Acting President of the Court of Appeal of Sri Lanka
- In office 2 February 2025 – 18 June 2025
- Appointed by: Anura Kumara Dissanayake

Judge of the Court of Appeal of Sri Lanka
- In office 1 December 2020 – 18 June 2025
- Appointed by: Gotabaya Rajapaksa

Personal details
- Born: Mohammed Thahir Mohammed Laffar 18 June 1962 (age 63)

= M. T. Mohammed Laffar =

Sri Lankan judge of the Court of Appeal (2020–2020

Mohammed Thahir Mohammed Laffar (born 18 June 1962) is a Sri Lankan lawyer and former judge who served as acting president of the Court of Appeal of Sri Lanka from 2 February to 18 June 2025. He was appointed a judge of the Court of Appeal by President Gotabaya Rajapaksa on 1 December 2020.
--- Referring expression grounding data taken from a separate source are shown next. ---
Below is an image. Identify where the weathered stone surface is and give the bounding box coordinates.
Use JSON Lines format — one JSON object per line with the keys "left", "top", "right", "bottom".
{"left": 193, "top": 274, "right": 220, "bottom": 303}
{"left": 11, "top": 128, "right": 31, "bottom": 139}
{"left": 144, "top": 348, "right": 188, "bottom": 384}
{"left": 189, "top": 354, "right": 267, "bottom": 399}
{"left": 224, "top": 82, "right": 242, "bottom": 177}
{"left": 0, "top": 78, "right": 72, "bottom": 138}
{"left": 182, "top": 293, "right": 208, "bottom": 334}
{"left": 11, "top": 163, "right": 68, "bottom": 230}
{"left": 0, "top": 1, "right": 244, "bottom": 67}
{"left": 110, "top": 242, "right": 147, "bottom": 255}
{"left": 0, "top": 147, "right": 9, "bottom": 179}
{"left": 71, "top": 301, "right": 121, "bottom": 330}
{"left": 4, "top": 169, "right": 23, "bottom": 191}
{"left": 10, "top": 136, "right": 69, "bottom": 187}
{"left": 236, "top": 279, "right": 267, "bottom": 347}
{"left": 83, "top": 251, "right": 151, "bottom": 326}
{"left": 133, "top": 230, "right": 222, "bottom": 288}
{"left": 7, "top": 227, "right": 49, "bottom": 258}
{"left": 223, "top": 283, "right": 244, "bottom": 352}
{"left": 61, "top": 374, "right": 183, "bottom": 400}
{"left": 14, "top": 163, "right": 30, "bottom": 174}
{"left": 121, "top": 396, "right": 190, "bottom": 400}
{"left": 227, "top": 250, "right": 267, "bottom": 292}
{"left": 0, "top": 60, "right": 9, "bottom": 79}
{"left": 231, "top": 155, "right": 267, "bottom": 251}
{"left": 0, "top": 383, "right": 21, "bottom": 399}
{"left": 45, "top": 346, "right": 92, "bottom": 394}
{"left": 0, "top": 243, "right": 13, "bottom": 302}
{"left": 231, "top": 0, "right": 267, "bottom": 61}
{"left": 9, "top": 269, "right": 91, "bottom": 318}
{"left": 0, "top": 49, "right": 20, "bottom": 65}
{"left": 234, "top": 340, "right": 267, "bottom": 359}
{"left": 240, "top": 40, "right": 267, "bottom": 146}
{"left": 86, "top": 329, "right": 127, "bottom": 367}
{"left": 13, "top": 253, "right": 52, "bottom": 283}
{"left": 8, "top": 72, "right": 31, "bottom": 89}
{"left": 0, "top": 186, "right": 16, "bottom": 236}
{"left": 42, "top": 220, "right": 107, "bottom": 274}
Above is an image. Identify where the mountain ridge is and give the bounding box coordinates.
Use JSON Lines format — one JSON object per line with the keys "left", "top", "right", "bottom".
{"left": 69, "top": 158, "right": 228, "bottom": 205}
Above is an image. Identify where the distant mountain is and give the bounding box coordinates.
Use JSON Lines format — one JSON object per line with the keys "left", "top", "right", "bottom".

On 2 February 2025, President Anura Kumara Dissanayake appointed Laffar as the acting president of the Court of Appeal, with his term extended on 17 February 2025.

Laffar retired on 18 June 2025 upon reaching the age of 63, which is the mandatory retirement age for a judge of the Court of Appeal.

==Career==
Laffar previously served as a judge in Sri Lanka's High Court before his appointment to the Court of Appeal.